FB15k link prediction dataset.

    Deprecated since version 0.5.0:
  • train is deprecated, it is replaced by:

    >>> dataset = FB15kDataset()
    >>> graph = dataset[0]
    >>> train_mask = graph.edata['train_mask']
    >>> train_idx = th.nonzero(train_mask, as_tuple=False).squeeze()
    >>> src, dst = graph.edges(train_idx)
    >>> rel = graph.edata['etype'][train_idx]
    
  • valid is deprecated, it is replaced by:

    >>> dataset = FB15kDataset()
    >>> graph = dataset[0]
    >>> val_mask = graph.edata['val_mask']
    >>> val_idx = th.nonzero(val_mask, as_tuple=False).squeeze()
    >>> src, dst = graph.edges(val_idx)
    >>> rel = graph.edata['etype'][val_idx]
    
  • test is deprecated, it is replaced by:

    >>> dataset = FB15kDataset()
    >>> graph = dataset[0]
    >>> test_mask = graph.edata['test_mask']
    >>> test_idx = th.nonzero(test_mask, as_tuple=False).squeeze()
    >>> src, dst = graph.edges(test_idx)
    >>> rel = graph.edata['etype'][test_idx]
    

The FB15K dataset was introduced in Translating Embeddings for Modeling Multi-relational Data. It is a subset of Freebase which contains about 14,951 entities with 1,345 different relations. When creating the dataset, a reverse edge with reversed relation types are created for each edge by default.

FB15k dataset statistics:

  • Nodes: 14,951

  • Number of relation types: 1,345

  • Number of reversed relation types: 1,345

  • Label Split:

    • Train: 483142

    • Valid: 50000

    • Test: 59071

Parameters
  • reverse (bool) – Whether to add reverse edge. Default True.

  • raw_dir (str) – Raw file directory to download/contains the input data directory. Default: ~/.dgl/

  • force_reload (bool) – Whether to reload the dataset. Default: False

  • verbose (bool) – Whether to print out progress information. Default: True.

  • transform (callable, optional) – A transform that takes in a DGLGraph object and returns a transformed version.
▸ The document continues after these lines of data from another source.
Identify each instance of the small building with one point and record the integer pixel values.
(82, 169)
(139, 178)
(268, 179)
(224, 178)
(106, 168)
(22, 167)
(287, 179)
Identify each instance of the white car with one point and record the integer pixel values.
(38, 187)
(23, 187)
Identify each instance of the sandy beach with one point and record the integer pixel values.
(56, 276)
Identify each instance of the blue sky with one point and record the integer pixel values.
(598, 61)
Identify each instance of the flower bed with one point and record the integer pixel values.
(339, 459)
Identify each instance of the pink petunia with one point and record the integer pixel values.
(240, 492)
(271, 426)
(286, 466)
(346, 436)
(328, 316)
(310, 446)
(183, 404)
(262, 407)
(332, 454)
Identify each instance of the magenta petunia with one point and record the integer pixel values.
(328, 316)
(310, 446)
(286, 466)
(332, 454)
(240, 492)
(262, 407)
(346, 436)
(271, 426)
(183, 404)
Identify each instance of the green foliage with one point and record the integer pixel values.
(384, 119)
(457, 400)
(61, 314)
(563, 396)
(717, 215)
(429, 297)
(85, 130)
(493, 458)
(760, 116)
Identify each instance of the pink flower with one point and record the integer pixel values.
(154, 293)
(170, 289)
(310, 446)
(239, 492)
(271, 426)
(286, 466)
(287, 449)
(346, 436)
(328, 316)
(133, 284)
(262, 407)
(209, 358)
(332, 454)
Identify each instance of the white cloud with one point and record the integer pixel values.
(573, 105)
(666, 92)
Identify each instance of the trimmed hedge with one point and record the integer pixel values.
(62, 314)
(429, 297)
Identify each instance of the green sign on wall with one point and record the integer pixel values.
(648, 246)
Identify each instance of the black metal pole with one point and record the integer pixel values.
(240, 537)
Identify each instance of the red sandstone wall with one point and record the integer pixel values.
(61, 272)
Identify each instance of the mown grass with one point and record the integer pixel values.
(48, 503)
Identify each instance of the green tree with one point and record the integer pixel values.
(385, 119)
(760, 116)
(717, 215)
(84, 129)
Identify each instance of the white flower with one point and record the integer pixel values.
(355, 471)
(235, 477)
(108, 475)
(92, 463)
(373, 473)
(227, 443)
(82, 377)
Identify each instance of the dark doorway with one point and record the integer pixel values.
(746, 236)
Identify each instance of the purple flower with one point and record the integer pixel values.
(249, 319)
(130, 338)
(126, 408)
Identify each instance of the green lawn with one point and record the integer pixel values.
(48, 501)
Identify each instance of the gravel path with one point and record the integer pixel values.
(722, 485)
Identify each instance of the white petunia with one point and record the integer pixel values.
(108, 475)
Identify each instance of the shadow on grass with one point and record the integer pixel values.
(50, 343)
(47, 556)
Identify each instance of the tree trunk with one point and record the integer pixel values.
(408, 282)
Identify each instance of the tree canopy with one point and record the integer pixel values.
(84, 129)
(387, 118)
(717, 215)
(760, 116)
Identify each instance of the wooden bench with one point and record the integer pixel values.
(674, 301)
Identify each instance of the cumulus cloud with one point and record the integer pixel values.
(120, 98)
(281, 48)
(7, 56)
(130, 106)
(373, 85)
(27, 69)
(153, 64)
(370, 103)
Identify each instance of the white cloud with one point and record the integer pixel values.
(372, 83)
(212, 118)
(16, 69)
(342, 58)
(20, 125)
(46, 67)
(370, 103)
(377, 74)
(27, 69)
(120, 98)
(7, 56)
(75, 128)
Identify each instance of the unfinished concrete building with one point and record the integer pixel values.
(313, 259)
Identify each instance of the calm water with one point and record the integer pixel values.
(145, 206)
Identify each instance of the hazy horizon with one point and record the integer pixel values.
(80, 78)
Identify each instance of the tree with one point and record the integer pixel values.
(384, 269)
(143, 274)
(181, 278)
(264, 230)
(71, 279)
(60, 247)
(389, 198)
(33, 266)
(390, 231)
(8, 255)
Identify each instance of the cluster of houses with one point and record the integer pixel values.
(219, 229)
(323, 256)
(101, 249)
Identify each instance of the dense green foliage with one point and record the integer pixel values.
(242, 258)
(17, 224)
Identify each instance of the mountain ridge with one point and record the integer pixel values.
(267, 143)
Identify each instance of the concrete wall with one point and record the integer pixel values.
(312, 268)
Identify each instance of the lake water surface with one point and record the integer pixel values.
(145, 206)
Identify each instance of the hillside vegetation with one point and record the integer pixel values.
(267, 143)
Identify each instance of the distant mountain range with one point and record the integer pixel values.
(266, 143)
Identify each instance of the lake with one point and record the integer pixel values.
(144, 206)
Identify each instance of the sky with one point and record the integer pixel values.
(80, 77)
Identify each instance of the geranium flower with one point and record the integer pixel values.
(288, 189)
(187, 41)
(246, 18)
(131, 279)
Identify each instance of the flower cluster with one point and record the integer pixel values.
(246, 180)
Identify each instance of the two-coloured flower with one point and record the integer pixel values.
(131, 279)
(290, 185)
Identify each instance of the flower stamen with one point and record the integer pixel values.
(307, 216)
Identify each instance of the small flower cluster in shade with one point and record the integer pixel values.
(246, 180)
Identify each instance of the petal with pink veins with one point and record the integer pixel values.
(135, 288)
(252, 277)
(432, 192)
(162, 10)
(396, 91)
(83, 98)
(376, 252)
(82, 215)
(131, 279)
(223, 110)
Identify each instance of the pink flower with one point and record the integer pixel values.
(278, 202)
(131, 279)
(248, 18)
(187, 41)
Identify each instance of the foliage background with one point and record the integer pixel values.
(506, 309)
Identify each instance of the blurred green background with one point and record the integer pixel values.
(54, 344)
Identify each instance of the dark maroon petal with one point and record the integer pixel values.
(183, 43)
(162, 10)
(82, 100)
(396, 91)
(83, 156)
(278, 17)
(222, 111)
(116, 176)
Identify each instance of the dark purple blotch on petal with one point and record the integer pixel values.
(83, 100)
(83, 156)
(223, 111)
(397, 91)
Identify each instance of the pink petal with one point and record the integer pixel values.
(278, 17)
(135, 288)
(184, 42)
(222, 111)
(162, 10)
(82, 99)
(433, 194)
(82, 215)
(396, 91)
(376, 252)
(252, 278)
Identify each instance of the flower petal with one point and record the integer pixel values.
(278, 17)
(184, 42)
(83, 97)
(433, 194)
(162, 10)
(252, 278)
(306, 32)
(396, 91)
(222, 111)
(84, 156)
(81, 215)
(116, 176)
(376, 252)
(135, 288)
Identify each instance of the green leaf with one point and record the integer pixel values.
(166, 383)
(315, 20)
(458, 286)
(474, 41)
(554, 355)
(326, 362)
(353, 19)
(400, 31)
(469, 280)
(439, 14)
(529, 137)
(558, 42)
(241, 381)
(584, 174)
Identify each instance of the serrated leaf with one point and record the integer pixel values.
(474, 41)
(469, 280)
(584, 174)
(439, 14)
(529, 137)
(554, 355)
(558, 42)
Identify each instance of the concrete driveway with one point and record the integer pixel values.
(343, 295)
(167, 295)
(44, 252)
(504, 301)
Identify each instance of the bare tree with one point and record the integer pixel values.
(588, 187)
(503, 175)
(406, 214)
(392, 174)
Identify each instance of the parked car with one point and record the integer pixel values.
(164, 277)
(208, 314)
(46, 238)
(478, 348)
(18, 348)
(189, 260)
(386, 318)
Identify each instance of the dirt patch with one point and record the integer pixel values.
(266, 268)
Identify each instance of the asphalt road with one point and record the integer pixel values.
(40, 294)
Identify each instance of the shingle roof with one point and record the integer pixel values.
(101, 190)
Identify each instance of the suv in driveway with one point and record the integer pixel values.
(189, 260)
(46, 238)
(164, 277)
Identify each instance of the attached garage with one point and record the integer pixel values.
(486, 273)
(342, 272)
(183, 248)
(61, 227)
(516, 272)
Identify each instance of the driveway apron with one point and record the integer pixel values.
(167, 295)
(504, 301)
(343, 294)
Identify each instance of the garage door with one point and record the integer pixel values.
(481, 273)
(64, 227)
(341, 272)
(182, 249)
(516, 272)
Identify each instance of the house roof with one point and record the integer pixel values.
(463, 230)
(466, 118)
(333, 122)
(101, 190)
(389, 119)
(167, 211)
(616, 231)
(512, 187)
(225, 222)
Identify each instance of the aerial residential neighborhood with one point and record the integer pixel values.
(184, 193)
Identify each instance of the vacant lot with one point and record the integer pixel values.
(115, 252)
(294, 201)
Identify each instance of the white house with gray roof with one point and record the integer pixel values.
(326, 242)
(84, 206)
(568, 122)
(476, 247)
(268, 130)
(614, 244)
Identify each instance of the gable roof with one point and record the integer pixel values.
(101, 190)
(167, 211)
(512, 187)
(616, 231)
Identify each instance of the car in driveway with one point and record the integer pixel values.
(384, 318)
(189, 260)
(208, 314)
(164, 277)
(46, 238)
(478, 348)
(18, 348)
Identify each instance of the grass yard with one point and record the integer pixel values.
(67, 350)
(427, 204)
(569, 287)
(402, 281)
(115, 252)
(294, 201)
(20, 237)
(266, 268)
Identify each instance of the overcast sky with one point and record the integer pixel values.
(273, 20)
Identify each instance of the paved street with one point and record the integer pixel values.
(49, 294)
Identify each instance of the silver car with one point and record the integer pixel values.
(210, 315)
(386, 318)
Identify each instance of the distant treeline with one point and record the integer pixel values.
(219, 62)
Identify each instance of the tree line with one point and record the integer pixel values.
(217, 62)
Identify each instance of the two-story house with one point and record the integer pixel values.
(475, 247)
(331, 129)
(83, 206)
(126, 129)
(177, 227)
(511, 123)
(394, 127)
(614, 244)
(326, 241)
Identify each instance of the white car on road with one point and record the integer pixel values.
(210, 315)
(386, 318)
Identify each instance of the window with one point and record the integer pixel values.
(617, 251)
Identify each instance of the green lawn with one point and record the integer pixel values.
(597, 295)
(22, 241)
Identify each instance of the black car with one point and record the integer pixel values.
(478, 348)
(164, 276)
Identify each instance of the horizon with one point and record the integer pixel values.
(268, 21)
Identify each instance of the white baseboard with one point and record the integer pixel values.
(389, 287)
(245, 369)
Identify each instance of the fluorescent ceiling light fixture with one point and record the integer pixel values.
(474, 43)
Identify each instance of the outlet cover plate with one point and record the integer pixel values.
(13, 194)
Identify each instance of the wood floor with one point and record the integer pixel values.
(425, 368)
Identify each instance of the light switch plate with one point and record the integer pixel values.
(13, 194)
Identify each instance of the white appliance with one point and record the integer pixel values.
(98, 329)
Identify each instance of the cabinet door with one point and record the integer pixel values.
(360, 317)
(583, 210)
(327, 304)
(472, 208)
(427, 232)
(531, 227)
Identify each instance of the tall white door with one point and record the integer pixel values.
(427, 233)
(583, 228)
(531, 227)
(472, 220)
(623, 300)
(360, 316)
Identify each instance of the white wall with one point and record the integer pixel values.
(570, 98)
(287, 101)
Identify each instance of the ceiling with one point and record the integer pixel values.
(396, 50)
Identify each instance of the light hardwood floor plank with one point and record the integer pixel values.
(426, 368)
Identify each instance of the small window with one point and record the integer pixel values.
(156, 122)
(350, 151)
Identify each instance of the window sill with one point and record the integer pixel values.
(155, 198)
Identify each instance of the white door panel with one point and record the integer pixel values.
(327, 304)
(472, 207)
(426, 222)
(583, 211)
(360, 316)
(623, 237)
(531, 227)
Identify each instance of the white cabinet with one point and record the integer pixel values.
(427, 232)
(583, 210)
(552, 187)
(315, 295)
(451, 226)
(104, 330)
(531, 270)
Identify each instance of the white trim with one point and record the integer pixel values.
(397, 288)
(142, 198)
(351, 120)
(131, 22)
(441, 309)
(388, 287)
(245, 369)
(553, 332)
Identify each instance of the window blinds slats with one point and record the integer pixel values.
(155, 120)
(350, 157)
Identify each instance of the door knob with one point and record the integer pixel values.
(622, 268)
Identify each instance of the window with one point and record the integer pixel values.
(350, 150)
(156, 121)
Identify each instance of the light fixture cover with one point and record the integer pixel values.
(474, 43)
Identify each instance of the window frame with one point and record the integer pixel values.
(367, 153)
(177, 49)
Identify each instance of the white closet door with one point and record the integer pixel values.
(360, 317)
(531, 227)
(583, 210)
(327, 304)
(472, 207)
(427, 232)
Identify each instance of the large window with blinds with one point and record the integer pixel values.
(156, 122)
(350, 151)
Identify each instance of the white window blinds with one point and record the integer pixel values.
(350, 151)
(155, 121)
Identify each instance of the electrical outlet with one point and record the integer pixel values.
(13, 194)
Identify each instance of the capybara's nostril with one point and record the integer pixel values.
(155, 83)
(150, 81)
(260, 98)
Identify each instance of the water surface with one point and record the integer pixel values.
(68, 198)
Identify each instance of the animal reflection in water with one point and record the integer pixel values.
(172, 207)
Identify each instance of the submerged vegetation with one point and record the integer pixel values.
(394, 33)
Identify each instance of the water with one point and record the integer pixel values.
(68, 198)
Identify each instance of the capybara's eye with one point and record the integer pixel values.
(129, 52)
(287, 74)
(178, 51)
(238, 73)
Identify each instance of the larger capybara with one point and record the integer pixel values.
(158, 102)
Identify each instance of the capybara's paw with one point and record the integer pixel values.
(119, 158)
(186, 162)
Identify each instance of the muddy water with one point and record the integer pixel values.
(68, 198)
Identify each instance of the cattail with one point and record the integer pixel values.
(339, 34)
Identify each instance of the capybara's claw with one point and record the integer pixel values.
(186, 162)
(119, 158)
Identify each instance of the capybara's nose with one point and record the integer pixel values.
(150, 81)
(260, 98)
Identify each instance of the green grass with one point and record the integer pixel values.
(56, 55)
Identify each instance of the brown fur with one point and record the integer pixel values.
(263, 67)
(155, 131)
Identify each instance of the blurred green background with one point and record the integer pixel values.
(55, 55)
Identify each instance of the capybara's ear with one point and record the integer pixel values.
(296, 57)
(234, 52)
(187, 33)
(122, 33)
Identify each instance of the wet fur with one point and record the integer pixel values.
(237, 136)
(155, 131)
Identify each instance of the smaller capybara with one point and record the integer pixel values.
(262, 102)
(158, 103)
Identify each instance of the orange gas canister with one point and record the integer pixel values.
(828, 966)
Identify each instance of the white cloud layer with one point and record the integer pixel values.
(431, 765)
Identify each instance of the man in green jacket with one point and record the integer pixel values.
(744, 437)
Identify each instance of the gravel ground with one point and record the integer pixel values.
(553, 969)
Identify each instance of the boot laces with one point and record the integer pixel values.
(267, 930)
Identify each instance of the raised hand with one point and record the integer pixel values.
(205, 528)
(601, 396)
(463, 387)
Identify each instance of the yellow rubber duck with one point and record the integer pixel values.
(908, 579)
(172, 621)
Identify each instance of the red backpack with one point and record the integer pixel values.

The DGLGraph object will be transformed before every access.

num_nodes

Number of nodes

Type

int

num_rels

Number of relation types

Type

int

train

A numpy array of triplets (src, rel, dst) for the training graph

Type

numpy.ndarray

valid

A numpy array of triplets (src, rel, dst) for the validation graph

Type

numpy.ndarray

test

A numpy array of triplets (src, rel, dst) for the test graph

Type

numpy.ndarray

Examples

>>> dataset = FB15kDataset()
>>> g = dataset.graph
>>> e_type = g.edata['e_type']
>>>
>>> # get data split
>>> train_mask = g.edata['train_mask']
>>> val_mask = g.edata['val_mask']
>>>
>>> train_set = th.arange(g.number_of_edges())[train_mask]
>>> val_set = th.arange(g.number_of_edges())[val_mask]
>>>
>>> # build train_g
>>> train_edges = train_set
>>> train_g = g.edge_subgraph(train_edges,
                              relabel_nodes=False)
>>> train_g.edata['e_type'] = e_type[train_edges];
>>>
>>> # build val_g
>>> val_edges = th.cat([train_edges, val_edges])
>>> val_g = g.edge_subgraph(val_edges,
                            relabel_nodes=False)
>>> val_g.edata['e_type'] = e_type[val_edges];
>>>
>>> # Train, Validation and Test
>>>
__getitem__(idx)[source]

Gets the graph object

Parameters

idx (int) – Item index, FB15kDataset has only one graph object

Returns

The graph contains

  • edata['e_type']: edge relation type

  • edata['train_edge_mask']: positive training edge mask

  • edata['val_edge_mask']: positive validation edge mask

  • edata['test_edge_mask']: positive testing edge mask

  • edata['train_mask']: training edge set mask (include reversed training edges)

  • edata['val_mask']: validation edge set mask (include reversed validation edges)

  • edata['test_mask']: testing edge set mask (include reversed testing edges)

  • ndata['ntype']: node type. All 0 in this dataset

Return type

dgl.DGLGraph

__len__()[source]

The number of graphs in the dataset.